I am black and in the seventh grade. I have two best friends: one black and one white. With my black friend, we often talk about our experiences of racism and white privilege and similar topics. But when we do, my white friend gets uncomfortable and says defensive things, like: “It’s not my fault I’m white,” as if we were criticizing her. I understand that she might not want to discuss these issues, but what should I say when she makes statements like these?
How impressed am I that you are able, at such a tender age, to put your finger squarely on a crippling social dynamic? (Thanks for writing!) I never receive as many quibbling replies as when I suggest that race may be at play in a Social Q. People offer up every (nonracial) alternative under the sun. Like your friend, they may feel bad about what happened to you, but they’re even more anxious (or loath) to acknowledge that racism (or they) have anything to do with it.
You go too easy on your friend. If she’s your bestie, she has to try to empathize with your experiences. Say, “I know you’re not to blame for that salesman trailing me around the store like I was a thief, but if we’re going to be close, you have to hear my stories and support me — the same way I support you.” That’s what friendship is!

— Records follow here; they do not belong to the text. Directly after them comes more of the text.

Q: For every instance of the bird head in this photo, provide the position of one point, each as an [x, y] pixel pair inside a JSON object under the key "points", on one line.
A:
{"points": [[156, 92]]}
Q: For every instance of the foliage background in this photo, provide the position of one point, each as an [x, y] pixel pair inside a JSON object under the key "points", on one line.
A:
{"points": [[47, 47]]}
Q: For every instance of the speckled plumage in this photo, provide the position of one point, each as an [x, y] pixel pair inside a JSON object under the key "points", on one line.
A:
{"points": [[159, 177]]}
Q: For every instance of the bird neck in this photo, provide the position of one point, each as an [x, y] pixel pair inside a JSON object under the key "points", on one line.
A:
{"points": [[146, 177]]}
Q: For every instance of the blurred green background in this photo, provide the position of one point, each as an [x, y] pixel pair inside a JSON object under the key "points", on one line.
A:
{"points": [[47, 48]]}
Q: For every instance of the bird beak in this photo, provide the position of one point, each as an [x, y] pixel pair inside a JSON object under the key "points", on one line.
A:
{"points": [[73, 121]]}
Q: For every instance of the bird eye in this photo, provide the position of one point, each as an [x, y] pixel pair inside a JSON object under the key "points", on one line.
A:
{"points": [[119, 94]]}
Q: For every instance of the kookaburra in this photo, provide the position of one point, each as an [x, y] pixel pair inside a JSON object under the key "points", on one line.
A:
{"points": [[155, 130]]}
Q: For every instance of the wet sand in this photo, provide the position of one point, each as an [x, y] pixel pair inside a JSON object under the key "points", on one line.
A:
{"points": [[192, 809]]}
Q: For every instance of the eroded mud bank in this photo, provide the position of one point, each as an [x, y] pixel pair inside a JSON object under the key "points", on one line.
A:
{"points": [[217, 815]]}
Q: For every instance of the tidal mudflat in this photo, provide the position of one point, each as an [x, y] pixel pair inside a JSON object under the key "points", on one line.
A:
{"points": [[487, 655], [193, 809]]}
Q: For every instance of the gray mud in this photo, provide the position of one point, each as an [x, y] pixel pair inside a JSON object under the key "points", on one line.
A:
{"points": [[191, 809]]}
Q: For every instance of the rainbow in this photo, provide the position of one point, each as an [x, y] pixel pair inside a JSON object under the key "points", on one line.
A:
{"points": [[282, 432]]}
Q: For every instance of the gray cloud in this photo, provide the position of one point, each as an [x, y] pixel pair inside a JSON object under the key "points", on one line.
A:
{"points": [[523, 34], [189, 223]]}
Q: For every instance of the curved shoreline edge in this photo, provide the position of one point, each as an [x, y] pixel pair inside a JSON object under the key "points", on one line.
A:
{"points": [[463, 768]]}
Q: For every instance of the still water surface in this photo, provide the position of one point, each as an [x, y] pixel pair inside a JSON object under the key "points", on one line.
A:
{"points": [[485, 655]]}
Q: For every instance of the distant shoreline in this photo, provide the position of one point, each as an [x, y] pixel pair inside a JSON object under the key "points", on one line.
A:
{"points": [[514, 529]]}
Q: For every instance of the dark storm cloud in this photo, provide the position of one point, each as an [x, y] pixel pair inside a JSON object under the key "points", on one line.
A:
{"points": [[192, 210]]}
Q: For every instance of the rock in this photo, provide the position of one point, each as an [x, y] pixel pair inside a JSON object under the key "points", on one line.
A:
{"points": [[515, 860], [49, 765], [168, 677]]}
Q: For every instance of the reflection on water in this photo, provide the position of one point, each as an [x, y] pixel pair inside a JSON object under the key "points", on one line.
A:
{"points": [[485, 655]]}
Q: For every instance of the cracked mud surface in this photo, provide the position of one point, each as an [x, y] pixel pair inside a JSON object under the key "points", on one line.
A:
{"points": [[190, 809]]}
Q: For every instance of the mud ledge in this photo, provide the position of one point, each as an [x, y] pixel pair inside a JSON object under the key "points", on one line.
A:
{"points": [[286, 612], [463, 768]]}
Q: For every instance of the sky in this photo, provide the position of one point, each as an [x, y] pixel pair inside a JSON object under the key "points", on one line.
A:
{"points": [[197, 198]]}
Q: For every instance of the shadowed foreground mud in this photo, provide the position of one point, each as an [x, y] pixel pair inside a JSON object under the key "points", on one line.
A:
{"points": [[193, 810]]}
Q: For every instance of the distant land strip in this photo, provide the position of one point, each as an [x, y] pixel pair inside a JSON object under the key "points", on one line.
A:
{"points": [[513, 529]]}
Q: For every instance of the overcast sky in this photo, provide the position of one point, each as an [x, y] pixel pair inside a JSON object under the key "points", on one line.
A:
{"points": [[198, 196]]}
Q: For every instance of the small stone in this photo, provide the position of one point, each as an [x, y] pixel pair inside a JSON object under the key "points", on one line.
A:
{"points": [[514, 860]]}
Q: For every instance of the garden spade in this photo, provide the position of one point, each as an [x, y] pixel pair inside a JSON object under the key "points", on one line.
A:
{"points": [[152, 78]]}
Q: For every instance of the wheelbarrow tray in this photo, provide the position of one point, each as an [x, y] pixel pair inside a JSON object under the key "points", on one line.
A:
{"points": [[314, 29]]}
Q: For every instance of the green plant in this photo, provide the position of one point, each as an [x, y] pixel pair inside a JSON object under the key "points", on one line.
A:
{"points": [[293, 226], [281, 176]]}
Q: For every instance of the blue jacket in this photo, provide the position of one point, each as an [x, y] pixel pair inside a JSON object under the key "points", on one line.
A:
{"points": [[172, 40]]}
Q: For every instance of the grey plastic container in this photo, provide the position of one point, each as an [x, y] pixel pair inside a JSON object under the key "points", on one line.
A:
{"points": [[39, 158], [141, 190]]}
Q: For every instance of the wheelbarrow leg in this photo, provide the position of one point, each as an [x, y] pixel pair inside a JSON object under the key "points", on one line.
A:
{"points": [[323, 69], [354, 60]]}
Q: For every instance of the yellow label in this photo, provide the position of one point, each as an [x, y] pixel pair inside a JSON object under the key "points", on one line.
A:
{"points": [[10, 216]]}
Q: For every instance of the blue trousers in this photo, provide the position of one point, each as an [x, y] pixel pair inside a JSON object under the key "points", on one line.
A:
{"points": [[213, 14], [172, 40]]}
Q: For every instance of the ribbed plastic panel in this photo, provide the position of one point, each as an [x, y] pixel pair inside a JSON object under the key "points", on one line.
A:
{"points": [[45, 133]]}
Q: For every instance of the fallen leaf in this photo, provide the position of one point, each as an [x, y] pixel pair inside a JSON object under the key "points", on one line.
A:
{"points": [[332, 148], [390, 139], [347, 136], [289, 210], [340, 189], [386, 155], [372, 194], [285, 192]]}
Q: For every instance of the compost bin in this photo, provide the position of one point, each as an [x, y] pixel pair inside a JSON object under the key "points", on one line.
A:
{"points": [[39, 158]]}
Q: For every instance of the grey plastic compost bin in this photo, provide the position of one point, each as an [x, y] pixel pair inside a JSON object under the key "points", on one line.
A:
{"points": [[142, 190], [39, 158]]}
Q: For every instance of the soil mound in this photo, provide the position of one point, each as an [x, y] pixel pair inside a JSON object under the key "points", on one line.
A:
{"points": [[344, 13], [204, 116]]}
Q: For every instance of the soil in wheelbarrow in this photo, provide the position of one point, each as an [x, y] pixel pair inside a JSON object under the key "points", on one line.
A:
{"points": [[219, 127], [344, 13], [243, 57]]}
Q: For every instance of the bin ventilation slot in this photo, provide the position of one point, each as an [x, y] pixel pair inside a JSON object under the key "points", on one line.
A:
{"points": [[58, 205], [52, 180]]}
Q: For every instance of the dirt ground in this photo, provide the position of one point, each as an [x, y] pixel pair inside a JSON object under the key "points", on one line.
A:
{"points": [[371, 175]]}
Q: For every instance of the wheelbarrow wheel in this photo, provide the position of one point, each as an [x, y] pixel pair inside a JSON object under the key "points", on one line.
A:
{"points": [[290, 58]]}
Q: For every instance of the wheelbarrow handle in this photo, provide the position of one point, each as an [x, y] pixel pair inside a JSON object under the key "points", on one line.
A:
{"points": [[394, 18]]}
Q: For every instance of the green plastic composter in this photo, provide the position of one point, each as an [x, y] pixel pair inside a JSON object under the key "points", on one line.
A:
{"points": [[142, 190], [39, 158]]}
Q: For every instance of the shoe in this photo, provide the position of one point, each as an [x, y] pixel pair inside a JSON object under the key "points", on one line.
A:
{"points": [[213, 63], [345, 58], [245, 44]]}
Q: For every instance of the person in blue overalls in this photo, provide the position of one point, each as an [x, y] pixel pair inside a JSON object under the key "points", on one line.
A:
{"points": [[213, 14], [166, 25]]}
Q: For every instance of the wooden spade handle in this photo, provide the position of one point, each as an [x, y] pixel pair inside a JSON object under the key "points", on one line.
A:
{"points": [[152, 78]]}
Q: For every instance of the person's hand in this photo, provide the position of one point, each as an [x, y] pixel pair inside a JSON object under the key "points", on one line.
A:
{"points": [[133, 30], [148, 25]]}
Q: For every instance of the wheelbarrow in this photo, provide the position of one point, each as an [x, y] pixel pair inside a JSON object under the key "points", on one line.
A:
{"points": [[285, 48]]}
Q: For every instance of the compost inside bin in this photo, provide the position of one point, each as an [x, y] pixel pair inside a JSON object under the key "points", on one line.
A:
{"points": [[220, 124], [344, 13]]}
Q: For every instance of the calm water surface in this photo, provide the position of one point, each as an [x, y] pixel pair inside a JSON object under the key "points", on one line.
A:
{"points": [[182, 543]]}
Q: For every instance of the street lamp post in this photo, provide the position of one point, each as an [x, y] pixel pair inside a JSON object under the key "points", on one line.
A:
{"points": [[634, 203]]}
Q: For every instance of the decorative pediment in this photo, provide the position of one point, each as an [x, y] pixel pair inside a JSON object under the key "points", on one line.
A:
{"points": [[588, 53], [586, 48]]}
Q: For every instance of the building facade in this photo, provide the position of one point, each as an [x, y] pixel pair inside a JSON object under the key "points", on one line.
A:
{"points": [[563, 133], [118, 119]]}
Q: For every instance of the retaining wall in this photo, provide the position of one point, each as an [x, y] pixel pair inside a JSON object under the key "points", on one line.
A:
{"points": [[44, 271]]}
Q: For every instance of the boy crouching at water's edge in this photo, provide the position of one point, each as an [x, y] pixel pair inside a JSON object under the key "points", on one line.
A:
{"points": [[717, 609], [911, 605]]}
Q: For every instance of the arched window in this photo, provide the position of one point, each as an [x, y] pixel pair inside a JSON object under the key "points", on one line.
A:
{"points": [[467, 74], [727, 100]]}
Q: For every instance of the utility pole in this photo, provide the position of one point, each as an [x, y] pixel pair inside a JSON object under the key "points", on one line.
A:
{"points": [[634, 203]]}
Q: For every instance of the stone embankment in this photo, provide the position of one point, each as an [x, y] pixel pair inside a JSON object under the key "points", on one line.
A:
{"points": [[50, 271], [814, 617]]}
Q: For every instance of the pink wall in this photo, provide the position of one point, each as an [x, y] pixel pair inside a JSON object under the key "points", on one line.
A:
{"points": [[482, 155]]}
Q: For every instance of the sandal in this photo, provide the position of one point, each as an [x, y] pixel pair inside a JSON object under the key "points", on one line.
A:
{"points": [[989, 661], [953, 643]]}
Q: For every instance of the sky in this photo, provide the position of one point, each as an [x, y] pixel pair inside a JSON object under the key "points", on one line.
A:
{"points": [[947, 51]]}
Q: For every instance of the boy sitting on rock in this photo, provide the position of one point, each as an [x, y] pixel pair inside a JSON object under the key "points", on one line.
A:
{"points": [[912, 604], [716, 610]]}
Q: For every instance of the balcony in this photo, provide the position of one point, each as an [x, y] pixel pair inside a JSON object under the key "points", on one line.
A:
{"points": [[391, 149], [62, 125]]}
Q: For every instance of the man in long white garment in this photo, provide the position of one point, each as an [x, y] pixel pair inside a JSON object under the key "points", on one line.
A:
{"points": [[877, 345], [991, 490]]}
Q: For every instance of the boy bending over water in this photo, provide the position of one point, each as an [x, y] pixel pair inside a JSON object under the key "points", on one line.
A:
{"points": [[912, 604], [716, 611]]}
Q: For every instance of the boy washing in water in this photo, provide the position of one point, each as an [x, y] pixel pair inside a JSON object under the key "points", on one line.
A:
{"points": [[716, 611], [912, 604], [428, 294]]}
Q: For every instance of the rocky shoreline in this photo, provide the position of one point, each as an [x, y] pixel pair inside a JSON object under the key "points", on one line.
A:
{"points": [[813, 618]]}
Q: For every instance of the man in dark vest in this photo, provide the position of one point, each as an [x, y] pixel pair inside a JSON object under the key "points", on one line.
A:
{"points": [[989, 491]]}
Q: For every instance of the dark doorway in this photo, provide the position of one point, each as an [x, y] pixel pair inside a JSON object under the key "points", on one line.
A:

We can keep avoiding the tough conversations about race that we still desperately need to have. But doing better means listening to our friends and neighbors with open hearts, including when we feel guilty and even when we’re in the wrong. (Being wrong just gives us another chance to apologize and get it right.) And readers with other ideas for our awesome young writer: Send them in, and I’ll pass them along.
My husband and I eat out frequently with a couple we like. But the husband doesn’t order his own drinks. When cocktails are served, he asks to taste my husband’s instead. I find this disgusting! My husband refuses to say anything; he doesn’t want to hurt his feelings. But what about me? My husband is jeopardizing my health over this man’s feelings. We have fought about this. How do I make it stop?
You must really hate shared appetizers. (Two forks, drenched in saliva, accidentally clinking!) I assume the jeopardy to your health comes in when the man transmits typhoid fever (or a cold) to your husband by sipping from his glass, and your husband gives it to you, in turn. But wouldn’t the other guy forgo the sip if he were feeling ill?
Stop pressing your husband. You have asked him repeatedly to speak up, and he has refused. He doesn’t mind the sipping. But you do. And the risk to your health, though attenuated, is real. Next time, say, “I don’t want him catching a cold and giving it to me. Can’t you order your own drink?” He may find you hypochondriacal, but that’s a small price to pay for good dinner company.
What’s the Alternative?
I meet up with a friend occasionally, and we share stories about our lives. Lately, mine are about looking for nursing homes for my mom or buying a rental property for extra income. She responds with worst-case scenarios: “Elder abuse is rampant in nursing homes!” “The real estate market could crash again!” I usually go silent, feeling insulted and like a doormat. How do you respond to negativity?
Be grateful that your mind doesn’t work like hers. It’s probably more painful to think constantly that the sky is falling than to hear about it occasionally from a friend. But I get your hurt feelings. The next time she stomps on your plans, say: “But my mom can’t live on her own much longer. What alternatives to nursing homes do we have?” Then hear her out. I bet it’s easier to push past her glass-half-empty impulse to a substantive conversation than it is to change her into a glass-half-full kind of person.
This Art Is Kind of One-Note — I Mean, One of a Kind!
I became friends with a very famous musician on Facebook. He’s close friends with my boyfriend. He posted a photo of a white gallery space with large monochromatic paintings on the wall and asked what everyone thought of them. My wit is benignly sarcastic, so I made a comment in that vein. I thought that’s where he was headed, too. Little did I know it was his son’s art exhibit! I am heartbroken. My boyfriend told me not to worry about it. Should I apologize or let it go?
Well, I hope you’re heartbroken because you may have hurt someone’s feelings — and not because those feelings belong to a glittery celebrity. (You did lead with his fame.) Still, having been rude (a.k.a witty), don’t let it go. Be thoughtful and apologize: “I’m sorry for my comment. It was a failed attempt at humor. Please forgive me.” Who knows? Maybe the minion who monitors your V.I.P.’s social media accounts will even reply.